We both stood beside the new wheel and nodded our heads. It was a nice, shared moment, but then he ruined it. "Yeah, because usually you have a little warning."
My eyes lifted and I focused on the building across the driveway. "Oh? How long of a warning?"
He folded his arms and stared up at the sky, calculating in his head. "I guess about six months."
"Hummm," I said and knitted my brows. "What kind of a warning?"
"A humming sound. You never heard it?"
I have a six-CD changer and front and rear speakers, for crying out loud. If there was an off-note tone, I simply edged the volume up. "I did once, when they had just repaved. I thought it was the new pavement."
His lips thinned and he sucked in air. "Let me tell you all the things that could have happened by ignoring this." The next ten minutes I nodded and made little noises meant to sound like I agreed with him. When he finished his diatribe he jammed his hand into his pocket and yanked out a little cup shaped thing. I backed up a step. "And here is another thing," he jeered. "Do you see the little copper wire down in the bottom of this?" He shoved it next to my jaw.

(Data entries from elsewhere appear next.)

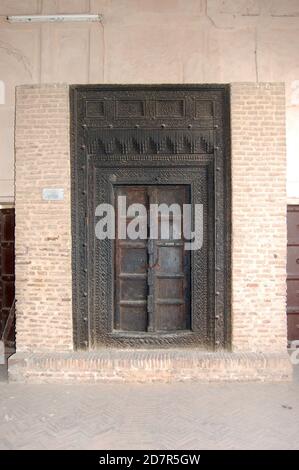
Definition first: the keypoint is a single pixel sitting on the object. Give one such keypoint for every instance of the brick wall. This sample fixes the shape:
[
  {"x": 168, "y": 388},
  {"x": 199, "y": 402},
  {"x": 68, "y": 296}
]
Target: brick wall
[
  {"x": 43, "y": 228},
  {"x": 43, "y": 232},
  {"x": 259, "y": 217}
]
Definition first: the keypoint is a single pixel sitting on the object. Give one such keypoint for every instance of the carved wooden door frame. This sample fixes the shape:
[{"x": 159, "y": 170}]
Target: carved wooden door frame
[{"x": 150, "y": 134}]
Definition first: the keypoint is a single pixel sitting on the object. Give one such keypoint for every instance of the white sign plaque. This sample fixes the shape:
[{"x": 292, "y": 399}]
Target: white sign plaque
[{"x": 53, "y": 194}]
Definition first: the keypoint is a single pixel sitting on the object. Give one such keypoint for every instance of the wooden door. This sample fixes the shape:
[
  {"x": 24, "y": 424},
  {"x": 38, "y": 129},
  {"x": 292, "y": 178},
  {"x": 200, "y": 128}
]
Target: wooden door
[
  {"x": 7, "y": 267},
  {"x": 293, "y": 273},
  {"x": 152, "y": 275},
  {"x": 162, "y": 141}
]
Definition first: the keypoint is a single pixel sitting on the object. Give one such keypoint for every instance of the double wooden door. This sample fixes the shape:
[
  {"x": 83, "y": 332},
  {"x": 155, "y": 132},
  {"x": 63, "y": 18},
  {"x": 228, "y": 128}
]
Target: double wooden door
[
  {"x": 152, "y": 271},
  {"x": 162, "y": 144}
]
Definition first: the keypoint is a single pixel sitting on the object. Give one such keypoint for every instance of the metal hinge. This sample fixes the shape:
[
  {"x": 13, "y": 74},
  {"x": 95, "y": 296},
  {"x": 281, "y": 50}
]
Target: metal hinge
[{"x": 150, "y": 303}]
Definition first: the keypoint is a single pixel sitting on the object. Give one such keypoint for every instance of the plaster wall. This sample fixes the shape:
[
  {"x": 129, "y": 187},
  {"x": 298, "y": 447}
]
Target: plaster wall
[{"x": 150, "y": 41}]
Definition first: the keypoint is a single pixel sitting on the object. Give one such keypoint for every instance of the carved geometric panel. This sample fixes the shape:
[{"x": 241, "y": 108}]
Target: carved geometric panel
[
  {"x": 130, "y": 108},
  {"x": 170, "y": 108},
  {"x": 203, "y": 108},
  {"x": 150, "y": 135},
  {"x": 95, "y": 109}
]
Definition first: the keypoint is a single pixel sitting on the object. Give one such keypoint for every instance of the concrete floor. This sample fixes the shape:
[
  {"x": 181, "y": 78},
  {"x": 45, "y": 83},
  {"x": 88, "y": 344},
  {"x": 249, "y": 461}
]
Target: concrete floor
[{"x": 153, "y": 416}]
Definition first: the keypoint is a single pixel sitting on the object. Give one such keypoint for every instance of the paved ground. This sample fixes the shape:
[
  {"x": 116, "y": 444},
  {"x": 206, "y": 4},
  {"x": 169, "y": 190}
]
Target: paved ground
[{"x": 153, "y": 416}]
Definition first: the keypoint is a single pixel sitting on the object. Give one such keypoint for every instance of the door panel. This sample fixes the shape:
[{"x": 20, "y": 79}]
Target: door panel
[
  {"x": 152, "y": 277},
  {"x": 170, "y": 265}
]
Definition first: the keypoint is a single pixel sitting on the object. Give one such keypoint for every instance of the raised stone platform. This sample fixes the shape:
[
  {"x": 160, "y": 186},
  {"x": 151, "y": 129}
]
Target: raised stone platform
[{"x": 148, "y": 366}]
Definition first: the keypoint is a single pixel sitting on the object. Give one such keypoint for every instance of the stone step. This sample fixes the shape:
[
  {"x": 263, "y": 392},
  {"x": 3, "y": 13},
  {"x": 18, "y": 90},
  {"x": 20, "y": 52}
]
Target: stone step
[{"x": 148, "y": 366}]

I squinted into the cup, but could not see the wire. I'm not a car person and this was obviously a car part. My jaw rose in challenge. "No I don't."
"That is because there isn't one." He held it up in front of my eyes. "But there should be." He marched over to the hood and hauled it open. "Someone put a cheap imitation part on this car instead of a genuine VW part," he accused, "and the car is not going to run as well without it." He pointed to a new part shining in beams of sunlight and birds chirped all around us.
That was about seven years ago. Last week he came out from the shop floor, wiping his hands on a fluffy white towel, and shook his head. "I'm sorry. There isn't a lot we can do." He listed all the possible causes of the humming.
I finally held up my hand. "So what are you trying to say?"
He held up his own hand and started ticking off points on the other. "You've got one hundred eighty thousand miles, the roof leaks, the throttle is going, the clutch is going and it is very possible the transmission is going. It is time to start looking for a new car."
A lump formed in my throat. "How long does it have?"
He shrugged. "Six months, a year."
Today I sat in a 2010 Subaru Legacy and a VW Jetta and had to tamp down a bubble of emotion as I looked through the windshield at my little Cabrio quivering in the parking lot. This is going to be hard.